Expulser un locataire en hiver est autorisé

Contrairement à ce qu'on pense souvent, la loi n’interdit pas les expulsions en hiver.

En effet, la trêve hivernale ou moratoire hivernal concerne uniquement les locataires des logements sociaux à Bruxelles et en Wallonie sauf si la personne refuse la guidance du Cpas.

  • en Région de Bruxelles Capitale : l’expulsion d’un logement social est interdite entre le 1er décembre et le 28 février
  • en Région Wallonne : l’expulsion d’un logement social est interdite entre le 1er novembre et le 15 mars

Il appartient au juge d’apprécier une demande de report de l’expulsion ou d’avancer une expulsion.
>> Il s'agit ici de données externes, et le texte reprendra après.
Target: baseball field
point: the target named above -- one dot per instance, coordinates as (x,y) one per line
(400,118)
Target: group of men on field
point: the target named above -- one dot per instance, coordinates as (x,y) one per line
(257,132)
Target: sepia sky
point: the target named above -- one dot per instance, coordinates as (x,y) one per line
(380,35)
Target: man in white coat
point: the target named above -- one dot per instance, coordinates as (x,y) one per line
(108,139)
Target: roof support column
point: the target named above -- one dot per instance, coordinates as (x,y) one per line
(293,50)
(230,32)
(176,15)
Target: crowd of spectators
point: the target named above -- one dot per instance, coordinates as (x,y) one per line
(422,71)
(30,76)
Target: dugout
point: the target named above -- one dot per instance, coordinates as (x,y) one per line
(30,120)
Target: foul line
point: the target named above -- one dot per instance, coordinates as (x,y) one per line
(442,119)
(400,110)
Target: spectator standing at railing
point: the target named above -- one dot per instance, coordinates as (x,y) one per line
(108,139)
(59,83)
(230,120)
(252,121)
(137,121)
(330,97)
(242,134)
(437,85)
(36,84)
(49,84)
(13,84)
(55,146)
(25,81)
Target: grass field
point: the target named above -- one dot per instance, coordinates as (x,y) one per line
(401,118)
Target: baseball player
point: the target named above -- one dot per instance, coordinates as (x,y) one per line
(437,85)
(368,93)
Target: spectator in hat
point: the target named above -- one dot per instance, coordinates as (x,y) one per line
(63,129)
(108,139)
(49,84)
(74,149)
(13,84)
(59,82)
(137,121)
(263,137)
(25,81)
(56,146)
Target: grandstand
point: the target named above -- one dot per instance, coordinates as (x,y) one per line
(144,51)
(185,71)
Pour statuer, il tiendra compte de la situation familiale du locataire, de son âge avancé, de ses ressources financières, etc... Il prendra également en considération la situation du propriétaire. Car le non-paiement du loyer peut mettre sa situation en péril.

Occupation d’un appartement ou d’une maison sans autorisation

Attention, le squat d’une maison ou d’un appartement est une infraction pénale depuis le 16 novembre 2017. Même si vous n’êtes pas entré par effraction dans les lieux, vous risquez une amende (208 à 2.400€) et une peine de prison (8 jours à 2 ans).

La procédure d’expulsion est plus facile en cas de squat :

  • la police peut vous évacuer immédiatement
  • le propriétaire peut demander au Procureur du Roi de vous expulser, ce qui peut être fait dans les 8 jours. Vous pouvez contester cette décision devant le juge de paix.